Ils lui disaient à l’oreille : « Est-ce donc le temps de nous quitter, quand personne ne nous donne même un gâteau de miel ? Merlin ! vois le bélier qui passe sur ton chemin ! il porte encore au front les cornes de Jupiter Ammon. »

Merlin était de nouveau fortement ébranlé ; il se disait tout bas à lui-même : « Puisque le bélier porte encore ses cornes à l’exemple de Jupiter, comment douter que Jupiter ne conduise le troupeau des mondes ? »

À ce raisonnement s’ajoutait dans Merlin sa générosité naturelle. Il se serait volontiers perdu pour des dieux si modestes.

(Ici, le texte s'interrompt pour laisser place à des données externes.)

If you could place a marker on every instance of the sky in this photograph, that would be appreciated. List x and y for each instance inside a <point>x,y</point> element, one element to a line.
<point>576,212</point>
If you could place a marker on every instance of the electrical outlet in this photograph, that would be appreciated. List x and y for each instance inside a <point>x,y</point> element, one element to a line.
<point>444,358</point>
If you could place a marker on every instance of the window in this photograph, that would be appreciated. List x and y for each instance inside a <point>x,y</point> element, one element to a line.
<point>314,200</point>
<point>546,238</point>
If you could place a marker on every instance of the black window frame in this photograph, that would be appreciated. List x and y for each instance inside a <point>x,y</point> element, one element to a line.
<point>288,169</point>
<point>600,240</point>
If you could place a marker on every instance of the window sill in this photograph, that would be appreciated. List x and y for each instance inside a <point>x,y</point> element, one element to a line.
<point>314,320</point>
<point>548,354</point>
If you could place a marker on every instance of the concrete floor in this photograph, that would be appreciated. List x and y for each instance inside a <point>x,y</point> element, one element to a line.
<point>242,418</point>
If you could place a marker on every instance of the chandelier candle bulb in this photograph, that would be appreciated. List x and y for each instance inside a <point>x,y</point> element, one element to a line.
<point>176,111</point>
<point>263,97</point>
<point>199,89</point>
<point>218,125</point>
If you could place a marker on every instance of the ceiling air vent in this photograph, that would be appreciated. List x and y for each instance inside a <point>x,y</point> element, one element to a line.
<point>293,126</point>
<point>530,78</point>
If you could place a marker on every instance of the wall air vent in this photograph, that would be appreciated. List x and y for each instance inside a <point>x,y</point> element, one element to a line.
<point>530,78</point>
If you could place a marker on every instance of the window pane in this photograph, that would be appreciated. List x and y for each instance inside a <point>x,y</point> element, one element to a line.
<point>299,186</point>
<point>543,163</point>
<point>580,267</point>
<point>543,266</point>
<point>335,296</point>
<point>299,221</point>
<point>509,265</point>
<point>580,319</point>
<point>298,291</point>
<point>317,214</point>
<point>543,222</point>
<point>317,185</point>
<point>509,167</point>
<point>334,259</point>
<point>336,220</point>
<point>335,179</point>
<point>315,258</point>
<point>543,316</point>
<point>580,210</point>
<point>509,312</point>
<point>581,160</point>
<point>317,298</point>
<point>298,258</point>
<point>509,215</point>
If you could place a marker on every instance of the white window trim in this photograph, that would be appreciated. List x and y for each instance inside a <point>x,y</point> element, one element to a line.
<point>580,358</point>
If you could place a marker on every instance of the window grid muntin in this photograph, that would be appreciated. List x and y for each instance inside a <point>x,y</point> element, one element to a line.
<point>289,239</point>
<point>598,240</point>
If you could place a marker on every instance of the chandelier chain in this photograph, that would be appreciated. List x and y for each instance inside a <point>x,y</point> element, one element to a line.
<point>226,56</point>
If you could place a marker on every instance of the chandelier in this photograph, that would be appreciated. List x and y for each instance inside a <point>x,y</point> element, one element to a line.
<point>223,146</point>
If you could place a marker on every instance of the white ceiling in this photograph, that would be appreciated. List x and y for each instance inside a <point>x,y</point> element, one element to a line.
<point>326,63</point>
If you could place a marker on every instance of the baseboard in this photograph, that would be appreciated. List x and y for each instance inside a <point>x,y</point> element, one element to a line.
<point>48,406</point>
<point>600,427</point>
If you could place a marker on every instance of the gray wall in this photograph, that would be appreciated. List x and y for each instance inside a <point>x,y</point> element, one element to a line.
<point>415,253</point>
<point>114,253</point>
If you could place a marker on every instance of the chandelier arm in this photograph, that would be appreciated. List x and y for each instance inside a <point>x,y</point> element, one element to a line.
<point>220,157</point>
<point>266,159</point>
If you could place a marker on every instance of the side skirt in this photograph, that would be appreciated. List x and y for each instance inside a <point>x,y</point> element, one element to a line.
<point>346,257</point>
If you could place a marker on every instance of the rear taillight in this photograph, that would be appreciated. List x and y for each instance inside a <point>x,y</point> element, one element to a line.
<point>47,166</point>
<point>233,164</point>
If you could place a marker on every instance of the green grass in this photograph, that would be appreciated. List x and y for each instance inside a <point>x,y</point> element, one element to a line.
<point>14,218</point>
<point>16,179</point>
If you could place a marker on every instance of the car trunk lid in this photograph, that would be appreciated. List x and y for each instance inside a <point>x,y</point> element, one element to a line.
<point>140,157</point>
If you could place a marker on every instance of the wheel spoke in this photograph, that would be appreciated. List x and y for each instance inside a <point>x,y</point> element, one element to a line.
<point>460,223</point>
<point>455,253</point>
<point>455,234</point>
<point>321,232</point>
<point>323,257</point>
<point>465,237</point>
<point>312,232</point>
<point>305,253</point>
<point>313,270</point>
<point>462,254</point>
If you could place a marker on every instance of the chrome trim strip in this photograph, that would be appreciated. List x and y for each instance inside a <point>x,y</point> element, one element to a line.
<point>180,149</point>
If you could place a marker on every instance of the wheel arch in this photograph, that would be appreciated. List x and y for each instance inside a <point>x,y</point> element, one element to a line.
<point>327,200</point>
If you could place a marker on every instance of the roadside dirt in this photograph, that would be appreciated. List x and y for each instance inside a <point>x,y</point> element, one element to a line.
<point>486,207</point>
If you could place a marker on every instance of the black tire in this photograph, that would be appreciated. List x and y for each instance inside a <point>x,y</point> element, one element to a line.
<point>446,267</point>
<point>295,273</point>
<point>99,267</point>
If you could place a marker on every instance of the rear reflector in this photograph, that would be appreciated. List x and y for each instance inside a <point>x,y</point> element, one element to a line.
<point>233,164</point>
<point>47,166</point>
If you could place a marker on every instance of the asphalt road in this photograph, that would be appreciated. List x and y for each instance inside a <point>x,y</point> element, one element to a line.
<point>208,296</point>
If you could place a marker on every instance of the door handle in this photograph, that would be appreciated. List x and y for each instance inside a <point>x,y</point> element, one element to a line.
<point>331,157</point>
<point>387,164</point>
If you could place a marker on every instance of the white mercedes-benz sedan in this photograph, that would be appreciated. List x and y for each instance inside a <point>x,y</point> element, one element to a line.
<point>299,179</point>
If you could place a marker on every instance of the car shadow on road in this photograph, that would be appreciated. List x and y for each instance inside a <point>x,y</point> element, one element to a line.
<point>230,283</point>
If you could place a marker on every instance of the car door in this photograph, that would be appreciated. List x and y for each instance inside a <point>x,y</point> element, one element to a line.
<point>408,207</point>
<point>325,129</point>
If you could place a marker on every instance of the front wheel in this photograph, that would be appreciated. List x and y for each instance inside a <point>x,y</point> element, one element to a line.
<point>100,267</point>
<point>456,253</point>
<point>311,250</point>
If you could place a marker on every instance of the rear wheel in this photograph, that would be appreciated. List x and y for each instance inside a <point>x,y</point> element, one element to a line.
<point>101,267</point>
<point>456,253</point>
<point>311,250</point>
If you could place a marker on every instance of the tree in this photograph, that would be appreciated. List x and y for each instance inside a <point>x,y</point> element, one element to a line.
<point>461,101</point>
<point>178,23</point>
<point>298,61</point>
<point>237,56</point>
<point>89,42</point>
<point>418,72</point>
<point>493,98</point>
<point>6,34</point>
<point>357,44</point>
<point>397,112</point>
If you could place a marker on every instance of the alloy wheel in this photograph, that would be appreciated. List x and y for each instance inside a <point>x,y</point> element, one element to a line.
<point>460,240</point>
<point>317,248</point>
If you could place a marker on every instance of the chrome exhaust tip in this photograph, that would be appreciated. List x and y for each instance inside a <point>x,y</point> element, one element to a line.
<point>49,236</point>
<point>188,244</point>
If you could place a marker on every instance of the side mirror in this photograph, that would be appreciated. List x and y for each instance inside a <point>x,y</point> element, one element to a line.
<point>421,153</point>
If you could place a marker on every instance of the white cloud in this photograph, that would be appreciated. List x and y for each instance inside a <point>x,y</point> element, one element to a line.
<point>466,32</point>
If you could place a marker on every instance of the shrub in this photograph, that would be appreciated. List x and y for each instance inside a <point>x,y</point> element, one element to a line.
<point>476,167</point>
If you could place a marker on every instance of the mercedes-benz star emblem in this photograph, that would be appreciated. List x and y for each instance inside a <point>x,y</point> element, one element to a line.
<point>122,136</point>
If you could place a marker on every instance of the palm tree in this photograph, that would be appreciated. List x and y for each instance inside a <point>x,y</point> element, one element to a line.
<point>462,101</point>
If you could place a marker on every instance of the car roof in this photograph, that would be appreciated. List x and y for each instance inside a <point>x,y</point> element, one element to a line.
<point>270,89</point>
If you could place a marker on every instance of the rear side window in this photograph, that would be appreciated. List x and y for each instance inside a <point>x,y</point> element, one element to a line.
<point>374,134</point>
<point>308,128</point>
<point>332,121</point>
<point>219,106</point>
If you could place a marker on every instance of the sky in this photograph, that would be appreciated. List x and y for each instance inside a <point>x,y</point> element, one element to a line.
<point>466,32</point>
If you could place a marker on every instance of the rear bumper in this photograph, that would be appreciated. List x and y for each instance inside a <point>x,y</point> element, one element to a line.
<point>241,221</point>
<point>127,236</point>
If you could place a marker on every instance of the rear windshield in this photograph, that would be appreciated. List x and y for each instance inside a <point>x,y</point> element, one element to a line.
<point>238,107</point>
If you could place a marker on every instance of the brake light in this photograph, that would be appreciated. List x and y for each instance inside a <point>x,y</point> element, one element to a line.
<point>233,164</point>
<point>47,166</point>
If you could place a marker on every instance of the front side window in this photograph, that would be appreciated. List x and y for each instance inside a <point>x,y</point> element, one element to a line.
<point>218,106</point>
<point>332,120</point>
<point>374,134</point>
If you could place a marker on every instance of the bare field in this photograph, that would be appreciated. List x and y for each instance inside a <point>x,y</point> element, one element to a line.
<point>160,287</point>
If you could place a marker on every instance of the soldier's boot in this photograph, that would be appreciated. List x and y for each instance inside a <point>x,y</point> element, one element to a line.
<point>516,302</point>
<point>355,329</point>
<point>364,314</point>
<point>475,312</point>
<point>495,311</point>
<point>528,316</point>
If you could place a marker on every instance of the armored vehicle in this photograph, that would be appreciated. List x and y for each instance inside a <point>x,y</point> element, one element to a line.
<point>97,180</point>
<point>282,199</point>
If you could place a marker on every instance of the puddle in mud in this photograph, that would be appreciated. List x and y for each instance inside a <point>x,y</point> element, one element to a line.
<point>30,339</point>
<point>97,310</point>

En voilà assez pour comprendre combien il était malheureux, partagé entre ces deux puissances ; il ne trouvait plus aucune paix. Dans un temps où la terre était remplie de calamités, il n’y avait, j’ose l’affirmer, personne qui souffrit plus que Merlin. Ainsi se passa dans les larmes sa première adolescence.

VII

Comme sa mélancolie croissait et que rien ne pouvait l’en guérir (il avait des suffocations, des palpitations de cœur qui lui ôtaient le sommeil), sa mère imagina de l’envoyer achever son éducation chez l’homme le plus sage de cette époque. Il s’appelait Taliesin.